The present study has some limitations. First, changes in patients’ metabolic profiles have been derived from studies that reported, for each drug, different mean dosages per patient, highlighting that the dose is personalized according to patients’ characteristics. Second, the study focused on the analysis of metabolic side effects, without considering the impact of different side effects on patients’ quality of life. However, this was out of the scope of the analysis and, furthermore, there are difficulties in assessing the quality of life of patients with schizophrenia because of their cognitive impairments and lack of insight into their disease [110]. Third, the study focused on the analysis of metabolic effects due to the different treatments and did not consider the management of other adverse events.

Despite these limitations, this paper provides evidence on differences in the metabolic effects of SGAs, in a context where recent indications showed no consistent differences in their relative effectiveness.

These findings have important implications not only for clinical practice but also for health economics studies.
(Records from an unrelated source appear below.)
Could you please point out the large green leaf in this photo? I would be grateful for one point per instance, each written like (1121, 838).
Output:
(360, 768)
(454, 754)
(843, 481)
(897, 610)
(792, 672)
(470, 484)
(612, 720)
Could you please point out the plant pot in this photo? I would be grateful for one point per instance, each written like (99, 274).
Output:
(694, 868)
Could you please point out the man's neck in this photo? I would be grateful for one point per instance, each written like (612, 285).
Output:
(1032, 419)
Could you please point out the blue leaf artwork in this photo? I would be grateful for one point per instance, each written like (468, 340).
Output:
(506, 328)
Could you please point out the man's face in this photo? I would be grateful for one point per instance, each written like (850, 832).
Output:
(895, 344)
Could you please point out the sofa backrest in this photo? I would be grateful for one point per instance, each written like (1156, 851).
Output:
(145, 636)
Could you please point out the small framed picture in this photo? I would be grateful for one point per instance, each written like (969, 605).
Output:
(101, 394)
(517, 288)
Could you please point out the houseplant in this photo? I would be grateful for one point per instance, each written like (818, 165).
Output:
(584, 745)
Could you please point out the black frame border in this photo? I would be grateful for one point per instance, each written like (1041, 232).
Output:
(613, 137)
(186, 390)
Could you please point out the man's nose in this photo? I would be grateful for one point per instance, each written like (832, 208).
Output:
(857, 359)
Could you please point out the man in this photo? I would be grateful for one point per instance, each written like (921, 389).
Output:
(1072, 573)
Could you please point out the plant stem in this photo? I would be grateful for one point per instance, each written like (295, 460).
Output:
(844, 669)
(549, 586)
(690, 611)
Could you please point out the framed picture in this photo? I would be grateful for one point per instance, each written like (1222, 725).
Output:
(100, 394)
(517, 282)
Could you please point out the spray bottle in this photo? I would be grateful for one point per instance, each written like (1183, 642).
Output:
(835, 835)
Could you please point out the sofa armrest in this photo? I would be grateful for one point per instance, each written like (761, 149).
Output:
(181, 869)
On the one hand, because currently available antipsychotics vary more with regard to adverse effects than with efficacy, the selection of the appropriate treatment should do no harm to the patient, being mindful that untreated disease can commonly have greater adverse effects than medications. On the other hand, this analysis summarized the evidence on the metabolic impact of SGAs that could be the benchmarks for drugs launched into the market for the same indication, thus integrating the treatment cost with the cost for the management of the metabolic effects. Our findings could be used to perform cost-effectiveness or cost-utility analyses comparing new options with existing treatments and the budget impact of new treatments. A budget impact analysis could also be carried out to estimate the economic impact of a change of prescription mix for current treatment options.